A FpD refere, num outro comunicado, que o Governo deveria consciencializar-se de que o direito dos cidadãos manifestarem a sua indignação, sempre que se sentirem vitimas de injustiça, é um sentimento de grande mérito e contribui para a melhoria do sistema democrático do país.
O secretário-geral da FpD, Luís do Nascimento, afirma que o governo deve começar a encarar com naturalidade o direito de manifestação dos cidadãos, sem reprimir as críticas que lhe são feitas.
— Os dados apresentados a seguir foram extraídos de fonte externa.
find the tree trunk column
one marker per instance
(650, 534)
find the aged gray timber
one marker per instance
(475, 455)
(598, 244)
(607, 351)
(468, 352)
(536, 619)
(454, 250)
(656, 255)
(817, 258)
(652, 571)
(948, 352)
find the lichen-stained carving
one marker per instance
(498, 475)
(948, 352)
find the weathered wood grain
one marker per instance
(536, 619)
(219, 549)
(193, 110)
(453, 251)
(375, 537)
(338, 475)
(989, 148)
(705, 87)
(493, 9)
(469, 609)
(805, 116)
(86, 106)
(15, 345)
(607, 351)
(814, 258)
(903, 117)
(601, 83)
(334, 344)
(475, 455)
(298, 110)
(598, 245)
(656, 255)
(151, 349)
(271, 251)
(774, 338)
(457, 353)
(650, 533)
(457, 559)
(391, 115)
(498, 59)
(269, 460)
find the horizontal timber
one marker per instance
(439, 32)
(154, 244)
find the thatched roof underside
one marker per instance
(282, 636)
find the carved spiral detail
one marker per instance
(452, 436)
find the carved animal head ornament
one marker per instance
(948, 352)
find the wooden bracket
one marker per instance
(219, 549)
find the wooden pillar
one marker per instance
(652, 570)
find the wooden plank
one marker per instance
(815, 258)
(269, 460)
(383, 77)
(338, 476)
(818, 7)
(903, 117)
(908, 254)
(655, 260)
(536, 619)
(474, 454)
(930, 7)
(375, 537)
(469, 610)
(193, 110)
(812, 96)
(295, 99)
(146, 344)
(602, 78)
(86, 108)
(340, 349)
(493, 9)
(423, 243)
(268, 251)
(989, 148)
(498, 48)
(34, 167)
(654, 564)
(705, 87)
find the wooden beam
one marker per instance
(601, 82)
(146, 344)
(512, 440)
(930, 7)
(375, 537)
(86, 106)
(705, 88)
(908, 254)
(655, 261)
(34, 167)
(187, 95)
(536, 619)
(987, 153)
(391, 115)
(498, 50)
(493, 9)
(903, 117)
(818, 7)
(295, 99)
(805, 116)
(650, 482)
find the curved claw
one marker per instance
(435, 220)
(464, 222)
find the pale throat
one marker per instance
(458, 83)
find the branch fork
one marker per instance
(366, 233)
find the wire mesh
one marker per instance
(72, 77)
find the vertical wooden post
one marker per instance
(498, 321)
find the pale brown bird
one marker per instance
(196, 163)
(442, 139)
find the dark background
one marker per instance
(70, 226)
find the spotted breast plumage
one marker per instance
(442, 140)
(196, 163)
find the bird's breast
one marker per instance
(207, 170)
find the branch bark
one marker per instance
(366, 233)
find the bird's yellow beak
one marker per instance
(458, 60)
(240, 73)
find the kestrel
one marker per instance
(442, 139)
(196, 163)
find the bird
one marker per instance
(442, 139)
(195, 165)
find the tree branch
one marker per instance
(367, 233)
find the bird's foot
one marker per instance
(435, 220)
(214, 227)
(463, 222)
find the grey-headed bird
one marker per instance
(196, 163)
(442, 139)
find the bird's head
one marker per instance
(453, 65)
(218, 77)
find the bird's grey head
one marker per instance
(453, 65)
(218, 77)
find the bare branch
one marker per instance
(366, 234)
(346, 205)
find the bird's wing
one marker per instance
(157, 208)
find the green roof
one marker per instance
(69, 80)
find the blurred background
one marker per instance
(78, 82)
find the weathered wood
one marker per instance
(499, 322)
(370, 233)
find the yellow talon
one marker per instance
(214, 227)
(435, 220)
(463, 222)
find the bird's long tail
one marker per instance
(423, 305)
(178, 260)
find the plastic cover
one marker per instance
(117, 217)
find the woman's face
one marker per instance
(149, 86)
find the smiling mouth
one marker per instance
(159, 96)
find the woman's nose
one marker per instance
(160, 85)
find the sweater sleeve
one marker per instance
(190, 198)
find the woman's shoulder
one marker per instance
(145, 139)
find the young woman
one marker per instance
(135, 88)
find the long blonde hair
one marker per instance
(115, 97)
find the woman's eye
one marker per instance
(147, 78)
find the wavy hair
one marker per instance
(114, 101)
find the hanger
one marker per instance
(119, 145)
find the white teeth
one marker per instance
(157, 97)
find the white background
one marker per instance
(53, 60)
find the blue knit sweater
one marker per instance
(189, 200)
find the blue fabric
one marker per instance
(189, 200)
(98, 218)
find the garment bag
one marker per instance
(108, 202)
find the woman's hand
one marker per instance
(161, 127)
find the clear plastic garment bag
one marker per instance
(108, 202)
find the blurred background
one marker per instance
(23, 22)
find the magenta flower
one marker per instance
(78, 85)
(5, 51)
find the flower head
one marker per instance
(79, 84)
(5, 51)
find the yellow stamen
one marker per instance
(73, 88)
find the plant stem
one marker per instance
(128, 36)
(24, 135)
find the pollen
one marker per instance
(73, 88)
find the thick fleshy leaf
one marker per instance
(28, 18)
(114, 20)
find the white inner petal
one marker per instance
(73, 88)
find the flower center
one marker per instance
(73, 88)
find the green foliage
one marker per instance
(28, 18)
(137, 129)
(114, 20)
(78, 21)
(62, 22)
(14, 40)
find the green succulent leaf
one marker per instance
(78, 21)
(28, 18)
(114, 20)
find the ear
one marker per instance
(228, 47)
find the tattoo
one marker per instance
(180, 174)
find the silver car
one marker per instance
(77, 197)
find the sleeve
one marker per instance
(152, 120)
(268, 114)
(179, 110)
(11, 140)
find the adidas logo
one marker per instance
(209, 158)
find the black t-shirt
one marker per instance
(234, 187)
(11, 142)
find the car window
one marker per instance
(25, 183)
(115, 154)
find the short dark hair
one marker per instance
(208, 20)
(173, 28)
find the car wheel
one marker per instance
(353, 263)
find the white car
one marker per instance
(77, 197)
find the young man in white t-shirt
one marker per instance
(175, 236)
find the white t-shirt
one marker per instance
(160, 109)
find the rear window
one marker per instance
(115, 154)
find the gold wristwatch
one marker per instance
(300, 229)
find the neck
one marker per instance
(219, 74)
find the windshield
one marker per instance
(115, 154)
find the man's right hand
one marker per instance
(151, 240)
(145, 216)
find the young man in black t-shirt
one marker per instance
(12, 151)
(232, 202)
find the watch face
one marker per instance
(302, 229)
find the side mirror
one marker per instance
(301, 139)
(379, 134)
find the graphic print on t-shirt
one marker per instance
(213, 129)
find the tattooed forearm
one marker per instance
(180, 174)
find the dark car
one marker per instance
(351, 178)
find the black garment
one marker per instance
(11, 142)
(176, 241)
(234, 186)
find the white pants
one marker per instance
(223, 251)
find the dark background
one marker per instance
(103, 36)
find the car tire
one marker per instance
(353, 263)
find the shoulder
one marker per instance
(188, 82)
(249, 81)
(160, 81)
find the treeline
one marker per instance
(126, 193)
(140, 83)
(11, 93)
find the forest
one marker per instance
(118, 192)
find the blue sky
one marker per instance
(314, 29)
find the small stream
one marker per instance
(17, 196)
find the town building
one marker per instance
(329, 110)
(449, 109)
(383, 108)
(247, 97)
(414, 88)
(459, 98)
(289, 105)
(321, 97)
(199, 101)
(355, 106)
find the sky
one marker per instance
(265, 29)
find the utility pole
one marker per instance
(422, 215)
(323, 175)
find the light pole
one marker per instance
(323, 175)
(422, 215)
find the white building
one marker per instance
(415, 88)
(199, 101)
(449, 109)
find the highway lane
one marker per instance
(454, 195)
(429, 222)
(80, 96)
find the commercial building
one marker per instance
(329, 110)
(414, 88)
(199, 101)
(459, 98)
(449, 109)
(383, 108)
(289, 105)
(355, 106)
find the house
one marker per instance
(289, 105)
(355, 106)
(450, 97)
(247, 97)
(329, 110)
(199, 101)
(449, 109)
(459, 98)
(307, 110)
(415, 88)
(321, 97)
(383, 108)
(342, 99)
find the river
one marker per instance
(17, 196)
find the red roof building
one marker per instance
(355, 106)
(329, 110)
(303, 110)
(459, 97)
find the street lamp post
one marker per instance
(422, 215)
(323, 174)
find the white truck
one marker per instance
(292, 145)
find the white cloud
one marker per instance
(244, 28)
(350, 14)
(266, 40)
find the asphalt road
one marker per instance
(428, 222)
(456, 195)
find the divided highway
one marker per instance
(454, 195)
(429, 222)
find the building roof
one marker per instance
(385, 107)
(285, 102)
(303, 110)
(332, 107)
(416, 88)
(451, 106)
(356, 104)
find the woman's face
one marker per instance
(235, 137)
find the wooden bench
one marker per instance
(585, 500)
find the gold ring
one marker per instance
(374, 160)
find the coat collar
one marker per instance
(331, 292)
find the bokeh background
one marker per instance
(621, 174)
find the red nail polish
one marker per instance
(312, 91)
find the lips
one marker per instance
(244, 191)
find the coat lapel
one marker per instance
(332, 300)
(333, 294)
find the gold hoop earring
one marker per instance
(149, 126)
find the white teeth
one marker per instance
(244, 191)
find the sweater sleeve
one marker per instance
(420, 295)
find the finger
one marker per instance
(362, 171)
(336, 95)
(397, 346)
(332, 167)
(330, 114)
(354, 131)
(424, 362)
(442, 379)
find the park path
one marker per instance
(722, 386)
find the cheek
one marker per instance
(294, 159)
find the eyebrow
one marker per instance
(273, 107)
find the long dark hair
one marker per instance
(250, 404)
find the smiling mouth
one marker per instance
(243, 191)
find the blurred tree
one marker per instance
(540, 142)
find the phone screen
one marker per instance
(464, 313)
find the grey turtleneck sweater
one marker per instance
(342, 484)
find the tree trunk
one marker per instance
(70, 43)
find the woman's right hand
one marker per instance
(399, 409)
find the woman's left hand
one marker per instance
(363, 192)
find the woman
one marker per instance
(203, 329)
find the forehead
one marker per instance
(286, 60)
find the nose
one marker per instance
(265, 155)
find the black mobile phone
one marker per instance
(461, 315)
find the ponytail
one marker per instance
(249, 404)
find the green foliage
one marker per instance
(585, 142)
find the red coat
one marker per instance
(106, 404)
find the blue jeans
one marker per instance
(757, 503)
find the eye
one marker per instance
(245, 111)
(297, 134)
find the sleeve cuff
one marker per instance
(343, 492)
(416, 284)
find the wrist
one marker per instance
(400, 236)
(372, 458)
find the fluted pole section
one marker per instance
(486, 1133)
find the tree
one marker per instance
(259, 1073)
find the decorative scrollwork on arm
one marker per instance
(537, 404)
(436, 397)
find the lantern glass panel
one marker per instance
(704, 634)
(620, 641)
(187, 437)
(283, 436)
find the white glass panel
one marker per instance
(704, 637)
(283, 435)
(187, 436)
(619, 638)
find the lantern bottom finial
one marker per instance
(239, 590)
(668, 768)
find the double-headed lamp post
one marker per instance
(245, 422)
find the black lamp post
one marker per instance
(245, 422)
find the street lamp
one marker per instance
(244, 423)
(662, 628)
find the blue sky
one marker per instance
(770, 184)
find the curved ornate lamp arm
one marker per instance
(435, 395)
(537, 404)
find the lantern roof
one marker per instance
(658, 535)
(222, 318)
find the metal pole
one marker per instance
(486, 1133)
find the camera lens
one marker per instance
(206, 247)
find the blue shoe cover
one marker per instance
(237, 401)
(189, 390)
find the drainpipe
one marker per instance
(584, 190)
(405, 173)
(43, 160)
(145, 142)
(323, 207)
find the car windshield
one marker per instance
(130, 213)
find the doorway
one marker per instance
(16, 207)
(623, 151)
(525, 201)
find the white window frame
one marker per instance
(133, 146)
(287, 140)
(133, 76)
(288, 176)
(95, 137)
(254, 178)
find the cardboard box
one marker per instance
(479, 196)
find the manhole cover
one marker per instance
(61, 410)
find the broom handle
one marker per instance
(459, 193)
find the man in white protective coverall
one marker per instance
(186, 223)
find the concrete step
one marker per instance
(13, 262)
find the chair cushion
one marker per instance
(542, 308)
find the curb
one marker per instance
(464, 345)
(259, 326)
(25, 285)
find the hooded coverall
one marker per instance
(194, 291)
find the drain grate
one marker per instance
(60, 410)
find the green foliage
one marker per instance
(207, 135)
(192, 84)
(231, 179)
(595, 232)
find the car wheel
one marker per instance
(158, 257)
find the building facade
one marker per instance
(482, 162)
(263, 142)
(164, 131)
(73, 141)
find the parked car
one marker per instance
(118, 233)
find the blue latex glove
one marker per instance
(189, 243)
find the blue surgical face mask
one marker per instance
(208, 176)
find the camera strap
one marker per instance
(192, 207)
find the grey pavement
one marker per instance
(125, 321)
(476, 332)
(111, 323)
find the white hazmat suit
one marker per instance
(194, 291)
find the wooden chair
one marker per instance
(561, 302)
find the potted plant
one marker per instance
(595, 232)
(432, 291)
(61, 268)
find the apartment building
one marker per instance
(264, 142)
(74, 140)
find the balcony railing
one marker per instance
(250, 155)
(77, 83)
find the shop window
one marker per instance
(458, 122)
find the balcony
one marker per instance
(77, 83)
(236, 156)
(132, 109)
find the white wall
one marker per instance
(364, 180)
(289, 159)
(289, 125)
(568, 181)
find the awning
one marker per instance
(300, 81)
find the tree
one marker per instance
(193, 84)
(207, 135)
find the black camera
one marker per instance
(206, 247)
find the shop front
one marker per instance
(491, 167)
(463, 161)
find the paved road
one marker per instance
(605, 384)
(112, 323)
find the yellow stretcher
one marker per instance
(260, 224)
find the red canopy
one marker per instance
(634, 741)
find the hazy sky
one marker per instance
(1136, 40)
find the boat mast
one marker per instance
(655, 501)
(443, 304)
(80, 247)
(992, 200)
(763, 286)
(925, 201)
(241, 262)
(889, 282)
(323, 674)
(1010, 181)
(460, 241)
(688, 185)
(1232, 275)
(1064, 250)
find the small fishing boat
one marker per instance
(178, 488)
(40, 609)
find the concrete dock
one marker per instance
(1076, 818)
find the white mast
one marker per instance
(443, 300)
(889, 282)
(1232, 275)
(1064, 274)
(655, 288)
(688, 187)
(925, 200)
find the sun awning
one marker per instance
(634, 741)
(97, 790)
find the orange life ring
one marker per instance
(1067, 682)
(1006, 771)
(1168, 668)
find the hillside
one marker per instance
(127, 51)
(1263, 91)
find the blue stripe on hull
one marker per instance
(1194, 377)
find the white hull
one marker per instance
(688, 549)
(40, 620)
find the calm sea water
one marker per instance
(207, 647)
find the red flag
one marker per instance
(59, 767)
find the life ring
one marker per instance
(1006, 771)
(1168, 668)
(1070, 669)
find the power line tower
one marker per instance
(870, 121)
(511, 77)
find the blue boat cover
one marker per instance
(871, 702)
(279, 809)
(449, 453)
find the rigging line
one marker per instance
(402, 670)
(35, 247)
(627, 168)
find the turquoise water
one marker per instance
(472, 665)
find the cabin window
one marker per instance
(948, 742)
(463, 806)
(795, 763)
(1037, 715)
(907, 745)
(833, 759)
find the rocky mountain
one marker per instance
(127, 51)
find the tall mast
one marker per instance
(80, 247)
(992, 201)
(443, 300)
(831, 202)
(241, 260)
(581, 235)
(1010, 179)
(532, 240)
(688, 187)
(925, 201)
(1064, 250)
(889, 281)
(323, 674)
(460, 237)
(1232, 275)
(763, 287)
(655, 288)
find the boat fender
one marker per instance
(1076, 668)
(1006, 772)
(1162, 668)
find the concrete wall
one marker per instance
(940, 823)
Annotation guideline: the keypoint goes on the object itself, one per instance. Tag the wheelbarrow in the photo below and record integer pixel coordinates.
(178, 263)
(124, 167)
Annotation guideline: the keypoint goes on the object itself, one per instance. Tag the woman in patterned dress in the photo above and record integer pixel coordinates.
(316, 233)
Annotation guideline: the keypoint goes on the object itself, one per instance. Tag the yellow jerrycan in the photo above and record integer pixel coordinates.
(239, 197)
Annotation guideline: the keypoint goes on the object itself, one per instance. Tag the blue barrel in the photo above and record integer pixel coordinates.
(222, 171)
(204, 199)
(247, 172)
«O comunicado do governo do Huambo é próprio de um governo anti-democrático. Condenamos o facto de um acontecimento do género merecer o pronunciamento de uma estrutura responsável onze dias depois. Isto mostra a irresponsabilidade do próprio órgão. Por outro lado, no seu comunicado o governo da província do Huambo inventa bode expiatórios, e reconhece que só não houve um banho de sangue porque não determinou.
Nós constatamos que fenómeno idêntico ocorreu na Itália, após a morte de um adepto de um clube italiano, baleado mortal e acidentalmente por um policia, o que motivou uma onda de violência, com confrontos em várias localidades contra as forcas de segurança. Este facto não levou o chefe da policia a inventar bode expiatórios, mas a admitir que se tratou de um erro trágico e a exprimir as suas condolências à família da vítima».
O incidente ocorrido no princípio deste mês aconteceu quando um taxista foi interpelado por um agente regulador de trânsito. O desentendimento entre eles provocou uma confusão que se seguiu aos disparos feitos por um agente da ordem pública, que apareceu momentos depois, em socorro, para devolver a calma e a tranquilidade.
Um dos disparos atingiu o taxista na região do abdómen, provocando a morte imediata.